I love Nursing because I love to help people and to teach them to help themselves. The interaction with all kinds of people is wonderful and always a learning experience. I also love working with my colleagues as a team to help heal each individual person and to teach them to help themselves. Working with others is also a tremendous learning experience. Mary O’Leary
I love nursing because nurses are on the front line in providing care to patients and in a position to make a difference in our patients’ lives. We are there when babies are born and we are there when people die; we share the happiness of a new life beginning with it’s potential and we share the the grief of a life ending. As nurses we get to experience and observe life’s nuances with the ability to rise to the occasion and meet the needs presented. It’s been said nursing is a science and an art, but it’s also an exercise of giving from the heart. That is what nursing has been to me.
Nursing is an honorable profession and not one to be taken lightly. Dedication to do the best job possible and striving to achieve the highest level of education are a few of the challenges. At the end of the day it’s the feeling of accomplishment no matter what the specialty or position. Knowing that you did everything possible for that patient or family member and you did it well.
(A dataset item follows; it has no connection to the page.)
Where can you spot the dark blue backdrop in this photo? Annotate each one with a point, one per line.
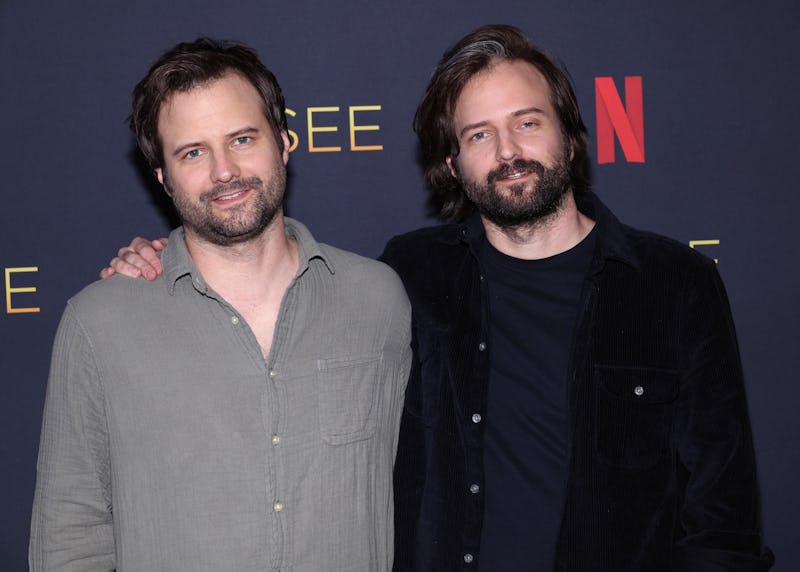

Over 30 years and it still feels fresh like I am learning. Nursing has helped me be the person I am today and I like who I have evolved to. To think that I have grown so that I can be of service to others is both humbling and a privilege. Now it is time to pay it forward so that the work I have done is not in vain. To know that other nurses can benefit from my ups and downs is comforting. Onward and upward!!
Helping people is a sacred privilege. You become close with a family and they say something like “I’m so glad you’re on today Dad is back in the hospital “ Nursing humbles you , and touches you like no other profession. I wouldn’t trade it for the world.
I have been a nurse since I was 18 years old. I’m 55 now so I think it’s safe to say that I love being a nurse. It has zig zagged me across the country few times as a traveler. Every one I have met along my journey has been special. I hope I have made a difference in some lives.
Being a Nurse is who you are. Not just a JOB. Humanity up close and many smiles and tears. Frank RN
Count me in at 57 years as RN. Have had variety of positions from OR, staff orientation and in-service education, head nurse (toughest job I ever had), and in a specialty program working with diabetic patients with foot problems, thru amputation, thru rehabilitation. Retired from hospital nursing (2003) and have been teaching health care classes in the community ever since and loving it. Do nurses ever retire? No, we just find new ways to use our skills.
I have always loved my nursing career. Of course there are some horrific days; but then there are days that you have been so blessed to be a part of. I am an OB nurse- have been for 47yrs. There is nothing more rewarding than to have a former patient from 30 yrs ago , see you; speak to you by name & thank you for all that you did for them. No greater reward!!
Have been a nurse for 40 years. It has never been the same job on any day. I have seen life begin, I have seen life end. I have seen everything in between. There are few professions that can say that. On my worst days, I have loved what I have chosen to be.